From Jesus, head toward the Biola library. As you make your way past the Fluor Fountain, be sure to notice the blooming roses that surround your path. Continue along and pass the bells, turning left to reveal the shady trees that line the entrance to the house of books. I hope the Christmas lights that deck these trees will soon be illuminated.
Walk into the library. Slide your card, walk through turnstiles, and then through security gates in order to ensure the safety of all our school’s precious books. Once you’re through, make your way toward the staircase on the left of the middle floor. Head to the right of the stairs, past the sculpture of a man holding ropes and trudging through rocks. Notice his beautifully carved toes.
Walk through the door that takes you on a staircase downstairs.
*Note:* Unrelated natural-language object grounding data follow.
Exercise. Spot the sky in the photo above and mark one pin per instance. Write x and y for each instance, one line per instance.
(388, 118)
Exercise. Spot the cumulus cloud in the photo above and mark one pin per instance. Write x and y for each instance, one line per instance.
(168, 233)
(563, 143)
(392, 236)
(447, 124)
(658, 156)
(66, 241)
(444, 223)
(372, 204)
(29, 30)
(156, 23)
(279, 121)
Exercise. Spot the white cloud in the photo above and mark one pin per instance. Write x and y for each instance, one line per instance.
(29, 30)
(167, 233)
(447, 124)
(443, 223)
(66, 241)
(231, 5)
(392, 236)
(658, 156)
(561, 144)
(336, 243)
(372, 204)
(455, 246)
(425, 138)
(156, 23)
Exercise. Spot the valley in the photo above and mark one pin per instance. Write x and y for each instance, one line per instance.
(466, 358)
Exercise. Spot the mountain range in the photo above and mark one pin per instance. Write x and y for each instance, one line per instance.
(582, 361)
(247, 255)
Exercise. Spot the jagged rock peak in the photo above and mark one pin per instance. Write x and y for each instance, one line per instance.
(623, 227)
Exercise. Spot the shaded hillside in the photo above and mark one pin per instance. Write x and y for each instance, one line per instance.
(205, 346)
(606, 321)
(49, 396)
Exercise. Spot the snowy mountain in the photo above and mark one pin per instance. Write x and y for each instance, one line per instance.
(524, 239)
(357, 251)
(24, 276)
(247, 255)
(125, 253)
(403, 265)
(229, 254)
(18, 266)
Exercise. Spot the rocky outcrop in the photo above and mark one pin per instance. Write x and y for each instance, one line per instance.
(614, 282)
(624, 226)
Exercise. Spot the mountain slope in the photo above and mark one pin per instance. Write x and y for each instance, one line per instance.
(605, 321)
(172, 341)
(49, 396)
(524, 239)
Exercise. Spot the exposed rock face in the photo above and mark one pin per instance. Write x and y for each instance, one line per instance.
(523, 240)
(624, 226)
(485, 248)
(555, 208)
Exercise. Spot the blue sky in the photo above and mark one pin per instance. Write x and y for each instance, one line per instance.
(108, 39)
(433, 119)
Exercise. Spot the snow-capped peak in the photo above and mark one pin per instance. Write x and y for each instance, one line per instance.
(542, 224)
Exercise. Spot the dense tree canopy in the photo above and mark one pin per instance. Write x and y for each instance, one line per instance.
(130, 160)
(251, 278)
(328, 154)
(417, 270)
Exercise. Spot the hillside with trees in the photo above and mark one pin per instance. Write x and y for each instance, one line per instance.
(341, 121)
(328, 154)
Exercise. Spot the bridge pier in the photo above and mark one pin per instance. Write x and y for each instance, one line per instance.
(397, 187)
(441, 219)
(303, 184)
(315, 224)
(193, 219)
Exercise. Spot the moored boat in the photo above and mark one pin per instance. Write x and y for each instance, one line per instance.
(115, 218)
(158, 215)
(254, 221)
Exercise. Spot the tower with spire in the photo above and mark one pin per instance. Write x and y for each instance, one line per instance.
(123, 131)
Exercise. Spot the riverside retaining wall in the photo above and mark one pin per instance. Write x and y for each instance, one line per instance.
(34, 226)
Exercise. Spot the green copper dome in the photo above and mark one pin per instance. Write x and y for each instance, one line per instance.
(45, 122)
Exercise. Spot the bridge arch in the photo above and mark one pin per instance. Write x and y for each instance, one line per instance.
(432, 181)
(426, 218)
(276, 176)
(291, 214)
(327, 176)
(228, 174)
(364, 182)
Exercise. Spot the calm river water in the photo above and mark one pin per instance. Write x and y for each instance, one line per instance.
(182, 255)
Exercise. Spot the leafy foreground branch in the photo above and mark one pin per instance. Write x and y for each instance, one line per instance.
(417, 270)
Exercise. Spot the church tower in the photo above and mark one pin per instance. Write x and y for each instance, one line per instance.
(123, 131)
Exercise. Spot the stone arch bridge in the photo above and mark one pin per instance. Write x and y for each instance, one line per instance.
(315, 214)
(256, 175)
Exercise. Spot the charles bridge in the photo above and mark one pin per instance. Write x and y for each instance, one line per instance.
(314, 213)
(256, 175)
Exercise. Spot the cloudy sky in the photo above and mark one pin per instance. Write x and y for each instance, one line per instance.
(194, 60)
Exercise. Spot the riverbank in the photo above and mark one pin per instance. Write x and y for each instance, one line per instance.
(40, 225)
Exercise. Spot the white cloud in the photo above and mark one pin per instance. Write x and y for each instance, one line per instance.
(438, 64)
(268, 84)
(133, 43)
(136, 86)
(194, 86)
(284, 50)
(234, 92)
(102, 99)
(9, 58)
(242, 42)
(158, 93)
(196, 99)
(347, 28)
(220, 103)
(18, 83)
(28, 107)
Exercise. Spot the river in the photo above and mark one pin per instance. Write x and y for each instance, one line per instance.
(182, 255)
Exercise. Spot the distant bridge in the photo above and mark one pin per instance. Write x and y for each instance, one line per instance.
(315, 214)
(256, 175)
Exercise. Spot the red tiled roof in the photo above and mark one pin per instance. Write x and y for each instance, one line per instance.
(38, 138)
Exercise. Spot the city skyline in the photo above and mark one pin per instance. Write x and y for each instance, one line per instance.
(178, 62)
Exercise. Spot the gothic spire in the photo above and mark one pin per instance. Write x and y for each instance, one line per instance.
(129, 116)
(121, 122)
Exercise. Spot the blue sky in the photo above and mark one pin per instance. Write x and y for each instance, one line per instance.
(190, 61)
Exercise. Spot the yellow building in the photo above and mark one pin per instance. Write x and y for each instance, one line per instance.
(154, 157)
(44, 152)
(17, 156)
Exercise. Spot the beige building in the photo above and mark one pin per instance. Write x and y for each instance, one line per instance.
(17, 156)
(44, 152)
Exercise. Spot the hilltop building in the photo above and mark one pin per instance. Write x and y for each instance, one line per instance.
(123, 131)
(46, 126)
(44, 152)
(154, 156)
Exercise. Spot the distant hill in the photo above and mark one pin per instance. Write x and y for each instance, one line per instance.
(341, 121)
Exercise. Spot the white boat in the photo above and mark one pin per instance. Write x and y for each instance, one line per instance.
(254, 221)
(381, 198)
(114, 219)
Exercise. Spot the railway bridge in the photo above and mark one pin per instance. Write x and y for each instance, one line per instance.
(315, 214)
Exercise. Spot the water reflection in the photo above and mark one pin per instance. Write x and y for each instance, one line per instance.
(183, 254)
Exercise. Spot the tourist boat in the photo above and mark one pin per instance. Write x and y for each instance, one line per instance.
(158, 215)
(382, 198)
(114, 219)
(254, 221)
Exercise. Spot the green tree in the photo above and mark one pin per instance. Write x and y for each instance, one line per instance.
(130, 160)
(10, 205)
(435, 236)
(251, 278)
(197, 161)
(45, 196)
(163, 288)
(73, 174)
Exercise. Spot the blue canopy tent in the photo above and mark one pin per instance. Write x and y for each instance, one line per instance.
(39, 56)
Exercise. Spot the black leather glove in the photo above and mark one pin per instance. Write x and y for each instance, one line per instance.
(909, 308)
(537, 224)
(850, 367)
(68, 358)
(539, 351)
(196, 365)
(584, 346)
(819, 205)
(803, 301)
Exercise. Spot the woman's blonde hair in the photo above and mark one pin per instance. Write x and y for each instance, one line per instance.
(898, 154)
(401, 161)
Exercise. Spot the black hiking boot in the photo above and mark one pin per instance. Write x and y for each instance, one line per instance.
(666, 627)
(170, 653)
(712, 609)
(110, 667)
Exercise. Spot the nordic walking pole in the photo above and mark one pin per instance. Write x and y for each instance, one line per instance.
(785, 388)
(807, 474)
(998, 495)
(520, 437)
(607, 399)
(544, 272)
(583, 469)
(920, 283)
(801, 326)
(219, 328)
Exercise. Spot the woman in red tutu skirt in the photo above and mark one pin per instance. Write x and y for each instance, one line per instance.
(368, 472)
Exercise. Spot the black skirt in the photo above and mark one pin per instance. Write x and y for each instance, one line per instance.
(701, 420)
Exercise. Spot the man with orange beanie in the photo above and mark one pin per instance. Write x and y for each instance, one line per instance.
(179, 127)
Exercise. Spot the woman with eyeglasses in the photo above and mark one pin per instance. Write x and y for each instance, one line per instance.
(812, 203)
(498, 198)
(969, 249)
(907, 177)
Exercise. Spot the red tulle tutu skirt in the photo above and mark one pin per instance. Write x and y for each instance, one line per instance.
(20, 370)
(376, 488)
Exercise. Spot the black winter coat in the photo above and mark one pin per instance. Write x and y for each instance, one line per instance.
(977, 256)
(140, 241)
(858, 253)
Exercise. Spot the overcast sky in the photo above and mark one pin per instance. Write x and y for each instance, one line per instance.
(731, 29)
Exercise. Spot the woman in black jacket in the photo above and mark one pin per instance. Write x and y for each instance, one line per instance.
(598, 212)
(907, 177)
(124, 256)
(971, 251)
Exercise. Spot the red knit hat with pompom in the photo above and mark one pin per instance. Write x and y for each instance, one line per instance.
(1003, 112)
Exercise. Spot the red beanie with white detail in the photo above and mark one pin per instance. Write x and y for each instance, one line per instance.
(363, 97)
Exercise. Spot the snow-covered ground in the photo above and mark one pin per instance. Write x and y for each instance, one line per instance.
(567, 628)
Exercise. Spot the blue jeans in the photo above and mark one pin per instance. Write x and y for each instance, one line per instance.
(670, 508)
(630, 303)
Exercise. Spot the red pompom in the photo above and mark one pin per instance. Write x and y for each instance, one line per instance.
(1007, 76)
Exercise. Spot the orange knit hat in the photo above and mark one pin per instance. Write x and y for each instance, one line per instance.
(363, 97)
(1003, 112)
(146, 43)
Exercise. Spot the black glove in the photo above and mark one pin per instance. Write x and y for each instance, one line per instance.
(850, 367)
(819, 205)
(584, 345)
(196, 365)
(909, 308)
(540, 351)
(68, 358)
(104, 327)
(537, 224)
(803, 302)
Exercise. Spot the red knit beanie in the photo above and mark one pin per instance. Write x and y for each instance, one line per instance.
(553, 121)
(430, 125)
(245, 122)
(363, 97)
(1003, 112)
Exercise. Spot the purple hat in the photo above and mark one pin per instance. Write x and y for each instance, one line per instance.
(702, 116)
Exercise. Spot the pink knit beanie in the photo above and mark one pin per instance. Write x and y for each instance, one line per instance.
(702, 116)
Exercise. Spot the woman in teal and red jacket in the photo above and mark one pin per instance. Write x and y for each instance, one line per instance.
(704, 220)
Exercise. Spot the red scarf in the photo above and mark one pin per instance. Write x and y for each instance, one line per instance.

Wrap around the stairs, noticing the mellow yellow walls that surround you. Once you reach the stairs’ end, you will see a fake plastic tree standing oddly in a corner. Grab a leaf off the tree and carry it with you for the rest of your mundane journey.
Make your way out the door and into the lower floor of the library. Walk directly to your right until you reach a wall in the far corner of the level. Walk to your left along this wall of books until you begin to see an odd assortment of film canisters. There, next to the last row of shelves, between the Latin America section and a shelf of gray film cans, is a beanbag; this week’s hidden place.
Set down your things, if you have any, and look through the stacks and stacks of old film reels. Find titles like “Legend of Sunshine Mountain,” “Last of the Red Hot Dragons,” and my personal favorite, “Great Banana Pie.” Let yourself go back into time and imagine when these film reels were the only means of watching movies. Listen for the rhythmic sound of an old projector. Set your mind at ease, and fall into a much needed nap. Or hit the books hard in quiet seclusion.
Be sure to place your plastic leaf on the top of an empty shelf, above a stack of film, where I’ve placed mine. Nostalgic dreams and a beanbag snooze; hidden in plain sight.
Apologies to those of you who looked in vain for the travel log last week. It seems to have been heisted. No worries; a new one has been placed.
As you look through the many titles of film reels, you will come across a stack of two entitled “Hobo and the Runaway.” In between them is the travel log. Be sure to place it back in the same place you find it, in order to assure its safety and presence for the next visitor.